Fri. Dec 8th, 2023
    Revolutionizing Robotics: ETH Zürich Develops 3D Printed Robotic Hand with Innovative Polymers

    Researchers at Switzerland’s ETH Zürich university have achieved a groundbreaking milestone in the field of robotics. They have successfully 3D printed a fully functional robotic hand using slow-curing thiolene polymers, which include plastic bones, ligaments, and tendons, all in a single printing process. This remarkable achievement is believed to be a world first and has the potential to revolutionize the future of robotics.

    Slow-curing polymers have distinct advantages over fast-curing plastics. According to ETH Zürich researchers, these polymers enhance elastic properties, making them more durable and robust. The project’s success was made possible through a collaboration between ETH Zürich and Medford, Massachusetts-based Inkbit, an MIT spin-off. This joint effort resulted in the development of innovative technology that enables the use of slow-curing thiolene polymers, as well as a combination of soft, elastic, and rigid materials.

    Thiolene polymers prove to be ideal for printing the elastic ligaments of the robotic hand due to their excellent elastic properties and quick return to their original state after bending. Unlike the previously used polyacrylates, thiolene offers better stiffness customization to meet the requirements of soft robots. Soft robots are less likely to cause harm to human co-workers and are better suited for handling delicate objects. This development opens up new possibilities for collaborative human-robot interaction in various industries.

    To accommodate the slow-curing polymers, the researchers had to modify the existing 3D printing process. Traditionally, UV lamps cure each layer immediately after deposition, and surface imperfections are scraped away. However, slow-curing polymers would gum up the scraper, making this method ineffective. Instead, the team leveraged a 3D laser scanner to check each layer for surface defects. A feedback mechanism then adjusts the amount of material to be printed in real time, compensating for any irregularities. This modified 3D printing process ensures precise and accurate printing of the robotic hand.

    The research also showcases a fluidic pump inspired by the mammalian heart, developed using a biomimetics approach. This pump incorporates actuation membranes, one-way valves, and internal sensor cavities, all printed in a single process. The researchers note that previously, similar designs were only achievable through time-consuming and labor-intensive casting or injection molding processes, followed by assembly.

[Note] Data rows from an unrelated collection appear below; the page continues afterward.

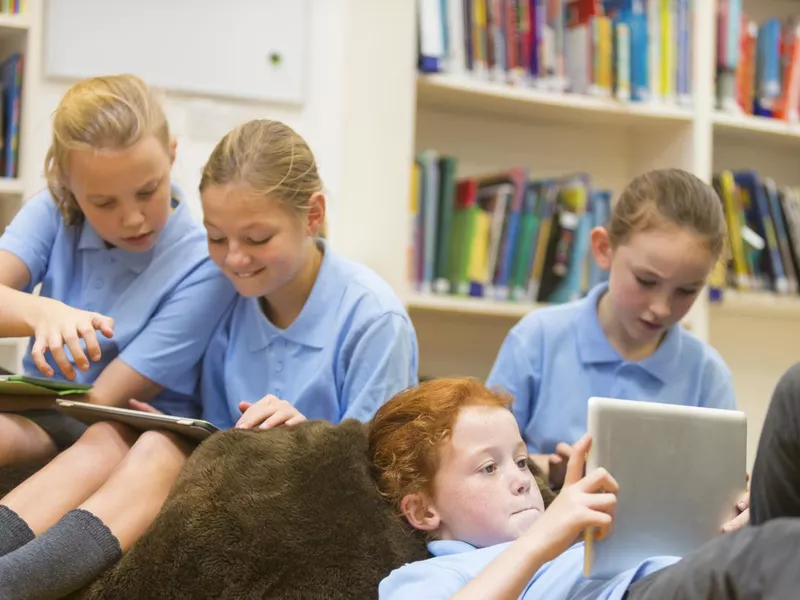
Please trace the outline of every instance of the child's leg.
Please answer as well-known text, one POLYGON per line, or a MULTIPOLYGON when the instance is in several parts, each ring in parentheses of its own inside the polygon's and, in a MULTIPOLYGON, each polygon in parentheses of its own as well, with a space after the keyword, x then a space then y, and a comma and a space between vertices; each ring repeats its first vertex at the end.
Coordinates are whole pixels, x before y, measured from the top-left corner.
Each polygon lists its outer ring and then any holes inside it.
POLYGON ((56 455, 53 439, 30 419, 0 414, 0 467, 48 460, 56 455))
POLYGON ((81 508, 101 519, 127 552, 156 518, 193 449, 166 432, 143 433, 81 508))
POLYGON ((626 600, 796 598, 800 519, 775 519, 719 536, 680 562, 634 583, 626 600))
POLYGON ((772 394, 750 486, 750 522, 800 517, 800 364, 772 394))
POLYGON ((124 426, 92 425, 75 444, 9 492, 0 504, 17 513, 38 535, 96 492, 135 441, 136 433, 124 426))
POLYGON ((169 434, 140 436, 80 508, 0 558, 0 600, 60 598, 97 577, 156 517, 191 450, 169 434))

    The team at ETH Zürich plans to explore additional applications using this pioneering technology. Meanwhile, Inkbit aims to offer a 3D printing service based on this technology to its customers in the United States and eventually commercialize the printers.

    Frequently Asked Questions (FAQ)

    1. What is the key innovation in ETH Zürich’s 3D printed robotic hand?

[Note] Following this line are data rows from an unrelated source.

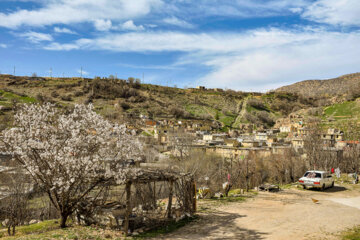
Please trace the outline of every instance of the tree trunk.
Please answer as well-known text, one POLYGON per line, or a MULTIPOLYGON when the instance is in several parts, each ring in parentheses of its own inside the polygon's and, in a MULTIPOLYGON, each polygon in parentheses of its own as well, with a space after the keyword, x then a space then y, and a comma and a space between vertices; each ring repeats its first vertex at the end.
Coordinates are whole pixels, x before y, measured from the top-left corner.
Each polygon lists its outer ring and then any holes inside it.
POLYGON ((129 218, 131 213, 131 182, 126 183, 126 214, 125 214, 125 237, 128 236, 129 218))
POLYGON ((13 235, 13 236, 15 236, 15 227, 16 227, 15 225, 12 227, 12 230, 13 230, 13 231, 12 231, 12 235, 13 235))
POLYGON ((66 228, 66 220, 68 217, 69 217, 68 213, 61 213, 61 222, 60 222, 61 228, 66 228))

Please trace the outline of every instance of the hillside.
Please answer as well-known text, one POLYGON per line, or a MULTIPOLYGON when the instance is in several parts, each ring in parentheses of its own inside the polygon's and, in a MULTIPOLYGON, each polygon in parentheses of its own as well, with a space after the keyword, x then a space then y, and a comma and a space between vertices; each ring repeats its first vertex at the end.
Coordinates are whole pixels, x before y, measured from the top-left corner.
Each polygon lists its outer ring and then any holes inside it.
POLYGON ((179 89, 141 84, 138 79, 41 78, 0 75, 1 128, 17 103, 53 102, 63 107, 93 103, 108 119, 197 119, 219 123, 222 130, 271 127, 275 120, 315 104, 293 93, 245 93, 221 89, 179 89), (6 118, 6 119, 5 119, 6 118))
POLYGON ((276 92, 290 92, 305 97, 333 97, 360 94, 360 73, 353 73, 328 80, 306 80, 276 89, 276 92))

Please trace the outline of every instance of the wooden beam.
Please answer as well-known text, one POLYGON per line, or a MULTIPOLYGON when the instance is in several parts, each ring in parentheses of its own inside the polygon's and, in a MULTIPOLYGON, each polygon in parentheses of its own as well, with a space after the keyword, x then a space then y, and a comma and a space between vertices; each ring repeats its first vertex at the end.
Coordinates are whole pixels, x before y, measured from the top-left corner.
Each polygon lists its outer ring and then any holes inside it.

      The key innovation lies in the use of slow-curing thiolene polymers, which provide enhanced elastic properties, making the robotic hand more durable and robust.

    2. Why are slow-curing polymers preferred over fast-curing plastics for this application?

      Slow-curing polymers offer advantages such as better customization of stiffness for soft robots, safer collaboration with human co-workers, and improved handling of fragile goods.

    3. How did the researchers overcome the challenges of using slow-curing polymers in the 3D printing process?

      Instead of scraping away surface imperfections like in traditional methods, the researchers employed a 3D laser scanner to identify defects and adjusted the material deposition in real time, ensuring accurate printing.

    4. Are there other applications of this technology?

      Yes, in addition to the robotic hand, the researchers have developed a fluidic pump inspired by the mammalian heart. This technology enables the printing of intricate structures with embedded membranes and valves in a single process.

    5. What are the future plans for this innovation?

      ETH Zürich aims to explore additional applications of this technology. Inkbit, on the other hand, plans to offer 3D printing services based on this technology and eventually commercialize the printers.